Racisme : Sylvain Maillard reçoit le soutien de nombreux élus après un flot d’insultes

Victimes de messages haineux après avoir pris position pour le député LFI Carlos Martens Bilongo, les soutiens pleuvent sur Sylvain Maillard.
AFP / Montage Le HuffPost Victimes de messages haineux après avoir pris position pour le député LFI Carlos Martens Bilongo, les soutiens pleuvent sur Sylvain Maillard.

POLITIQUE - Front commun. La sortie raciste du député RN Grégoire de Fournas n’a pas manqué de faire réagir un grand nombre d’élus de l’Assemblée nationale. Mais en apportant son soutien à son collègue LFI Carlos Martens Bilongo, Sylvain Maillard, patron par intérim des députés Renaissance, est lui-même devenu la victime d’insultes racistes.

Ce vendredi 4 novembre, c’est dans un tweet que le député de Paris s’est ému des nombreux courriers reçus durant la nuit de jeudi à vendredi pour avoir publiquement apporté son soutien au député LFI au cœur du tollé provoqué par la phrase « « Qu’il retourne en Afrique », lancée dans l’Assemblée nationale par Grégoire de Fournas jeudi.

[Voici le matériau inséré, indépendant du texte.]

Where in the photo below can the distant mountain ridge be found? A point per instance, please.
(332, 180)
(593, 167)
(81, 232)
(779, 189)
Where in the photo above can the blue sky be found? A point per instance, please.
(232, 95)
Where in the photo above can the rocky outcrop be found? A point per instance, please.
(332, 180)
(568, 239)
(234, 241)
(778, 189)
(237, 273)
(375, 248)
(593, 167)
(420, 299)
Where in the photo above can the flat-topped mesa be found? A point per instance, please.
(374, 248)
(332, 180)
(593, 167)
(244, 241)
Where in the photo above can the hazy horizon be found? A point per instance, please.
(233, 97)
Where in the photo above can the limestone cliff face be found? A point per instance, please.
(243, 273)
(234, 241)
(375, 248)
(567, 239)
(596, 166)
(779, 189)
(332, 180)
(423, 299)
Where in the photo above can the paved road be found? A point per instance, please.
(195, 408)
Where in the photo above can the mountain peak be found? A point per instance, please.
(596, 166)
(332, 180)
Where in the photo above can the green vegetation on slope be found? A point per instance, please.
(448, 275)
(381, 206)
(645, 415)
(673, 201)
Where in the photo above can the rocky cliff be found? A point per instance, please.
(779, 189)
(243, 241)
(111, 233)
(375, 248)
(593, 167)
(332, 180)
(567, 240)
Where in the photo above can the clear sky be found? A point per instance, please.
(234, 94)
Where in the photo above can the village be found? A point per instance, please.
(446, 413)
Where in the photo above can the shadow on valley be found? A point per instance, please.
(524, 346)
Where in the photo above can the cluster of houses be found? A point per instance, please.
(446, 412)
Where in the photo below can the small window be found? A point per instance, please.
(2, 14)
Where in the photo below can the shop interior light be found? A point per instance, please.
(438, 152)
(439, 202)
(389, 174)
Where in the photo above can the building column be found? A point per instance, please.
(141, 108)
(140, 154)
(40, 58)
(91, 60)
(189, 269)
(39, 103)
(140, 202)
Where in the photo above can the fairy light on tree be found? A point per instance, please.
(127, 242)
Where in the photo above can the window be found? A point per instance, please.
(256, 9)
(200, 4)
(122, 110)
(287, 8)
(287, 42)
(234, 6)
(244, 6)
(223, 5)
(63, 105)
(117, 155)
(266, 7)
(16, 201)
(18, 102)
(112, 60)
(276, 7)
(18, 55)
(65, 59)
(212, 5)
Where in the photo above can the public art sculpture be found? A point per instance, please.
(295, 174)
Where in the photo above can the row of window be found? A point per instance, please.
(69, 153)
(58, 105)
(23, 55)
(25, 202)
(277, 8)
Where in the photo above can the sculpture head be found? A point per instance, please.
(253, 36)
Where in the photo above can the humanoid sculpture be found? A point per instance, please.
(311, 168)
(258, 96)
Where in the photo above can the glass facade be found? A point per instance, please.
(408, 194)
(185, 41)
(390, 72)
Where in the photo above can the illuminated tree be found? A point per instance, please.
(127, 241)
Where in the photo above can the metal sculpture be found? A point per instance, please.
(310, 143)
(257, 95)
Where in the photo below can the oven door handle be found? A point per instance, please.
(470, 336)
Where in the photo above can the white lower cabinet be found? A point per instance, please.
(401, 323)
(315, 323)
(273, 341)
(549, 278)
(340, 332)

« Voilà l’un des courriers que j’ai reçu cette nuit après m’être érigé contre les propos racistes du député RN. Un texte où l’insulte se mêle sans honte à l’antisémitisme. Les députés Renaissance ne transigeront jamais sur nos valeurs républicaines ! », a-t-il écrit sur Twitter, accompagnant son message d’une capture d’écran d’un mail particulièrement virulent et insultant à son égard.

Aussitôt, les messages de soutien envers l’élu sont arrivés par dizaines sur les réseaux sociaux, tous bords confondus (ou presque), dans une nouvelle volonté de faire front commun contre le racisme et les messages à caractère haineux.

À commencer par la présidente de l’Assemblée nationale et députée des Yvelines Yaël Braun-Pivet. « Je sais combien ces courriers orduriers sont durs à recevoir, pour soi-même et ses équipes. Je sais aussi la force de ton combat contre toutes les formes de haine. En mon nom et en celui de notre Assemblée, reçois Sylvain Maillard mon plein soutien. Ne laissons rien passer », assure-t-elle à son collègue dans l’hémicycle.

Même son de cloche pour cette autre élue Renaissance, Constance Le Grip, qui fustige « la haine raciste et antisémite » qui « doit être combattue sans relâche, partout et par tous ». Un « soutien indéfectible » également partagé par Marc Ferracci, député et vice-président du groupe Renaissance à l’Assemblée, dénonçant au passage « la haine et la bêtise crasse de l’extrême droite ».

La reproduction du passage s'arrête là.